RepartitionExec(Hash(..))

NetworkShuffleExec (repartitions across tasks)

CoalescePartitionsExec / SortPreservingMergeExec

NetworkCoalesceExec (gathers tasks, no repartition)

BroadcastExec *

NetworkBroadcastExec

* BroadcastExec is a normal single-node operator (not a network boundary), even though it ships with this project. It fills a gap in upstream DataFusion: broadcast repartitioning — copying every input partition to every output partition — which RepartitionExec cannot express. NetworkBroadcastExec is what distributes it across tasks.

The network boundary nodes execute their child on a remote worker over gRPC instead of in-process; everything else is the DataFusion you already know.

What you need (and what’s optional)#

To run distributed queries you need exactly three things:

  1. with_distributed_planner() on the coordinator’s SessionStateBuilder — registers the QueryPlanner that distributes the plan.

  2. A WorkerResolver — tells the planner where the workers are.

  3. One or more Worker gRPC servers running at those URLs.

Everything else is optional and only needed for specific cases:

Any custom ExecutionPlan that crosses a network boundary must have its PhysicalExtensionCodec registered on both the coordinator and every Worker (see Spawn a Worker), since the node is serialized on one side and deserialized on the other.

Public API#

Some other more tangible concepts are the structs and traits exposed publicly, the most important are:

SessionStateBuilderExt#

An extension trait for SessionStateBuilder that provides with_distributed_planner(). This registers a custom query planner that transforms single-node DataFusion query plans into distributed query plans after physical planning.

It builds the distributed plan from bottom to top, injecting network boundaries at appropriate locations based on the nodes present in the original plan.

Worker#

gRPC server implementation that integrates with the Tonic ecosystem and listens to serialized plans that get executed over the wire.

Users are expected to build these and spawn them in ports so that the network boundary nodes can reach them.

WorkerResolver#

Determines the available workers in the Distributed DataFusion cluster by returning their URLs.
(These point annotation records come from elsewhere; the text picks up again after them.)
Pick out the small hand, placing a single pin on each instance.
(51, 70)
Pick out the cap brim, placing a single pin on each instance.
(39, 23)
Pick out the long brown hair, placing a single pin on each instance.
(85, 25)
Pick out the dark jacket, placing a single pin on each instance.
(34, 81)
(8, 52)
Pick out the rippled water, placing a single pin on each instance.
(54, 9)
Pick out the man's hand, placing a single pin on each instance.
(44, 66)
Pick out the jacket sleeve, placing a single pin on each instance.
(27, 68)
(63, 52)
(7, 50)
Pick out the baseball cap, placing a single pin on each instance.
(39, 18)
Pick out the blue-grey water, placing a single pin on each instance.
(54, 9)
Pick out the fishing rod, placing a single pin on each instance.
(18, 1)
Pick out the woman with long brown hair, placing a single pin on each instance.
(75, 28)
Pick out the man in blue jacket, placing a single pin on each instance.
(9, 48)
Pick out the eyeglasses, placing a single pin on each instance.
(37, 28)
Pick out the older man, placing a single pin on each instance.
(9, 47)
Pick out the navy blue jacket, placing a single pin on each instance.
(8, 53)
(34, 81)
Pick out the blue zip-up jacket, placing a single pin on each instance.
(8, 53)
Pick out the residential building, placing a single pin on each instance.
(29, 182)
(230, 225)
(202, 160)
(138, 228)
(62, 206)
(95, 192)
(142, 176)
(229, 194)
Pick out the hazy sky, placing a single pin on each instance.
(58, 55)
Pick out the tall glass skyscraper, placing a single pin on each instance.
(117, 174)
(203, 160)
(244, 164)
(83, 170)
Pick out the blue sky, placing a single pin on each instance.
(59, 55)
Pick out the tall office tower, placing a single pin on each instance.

Different organizations have different networking requirements—from Kubernetes deployments to cloud provider solutions. This trait allows Distributed DataFusion to adapt to various scenarios.

TaskEstimator#

Estimates the number of tasks required in the leaf stage of a distributed query.

The number of tasks each stage has is determined from bottom to top. This means that leaf stages will decide how many tasks they need to execute based on the amount of data their leaf nodes will pull. Upper stages will have their number of tasks reduced or increased depending on how much the cardinality of the data was reduced in previous stages.

DistributedTaskContext#

An extension present during the ExecutionPlan::execute() that contains information about the current task in which the plan is being executed.

For built-in file-based plans (DataSourceExec), data partitioning is handled automatically at planning time via DistributedLeafExec: each task receives a pre-built plan variant with its own isolated file groups, so no runtime dispatch is needed.

For custom leaf nodes that need to dispatch work themselves, DistributedTaskContext exposes task_index and task_count so execution logic can select the appropriate data subset. For example, task 0 of 3 might return the first third of rows, task 2 the last third, and so on. See the TaskEstimator documentation for guidance on which approach to use.

ChannelResolver#

Optional extension trait that allows to customize how connections are established to workers. Given one of the URLs returned by the WorkerResolver, it builds an Arrow Flight client ready for serving queries.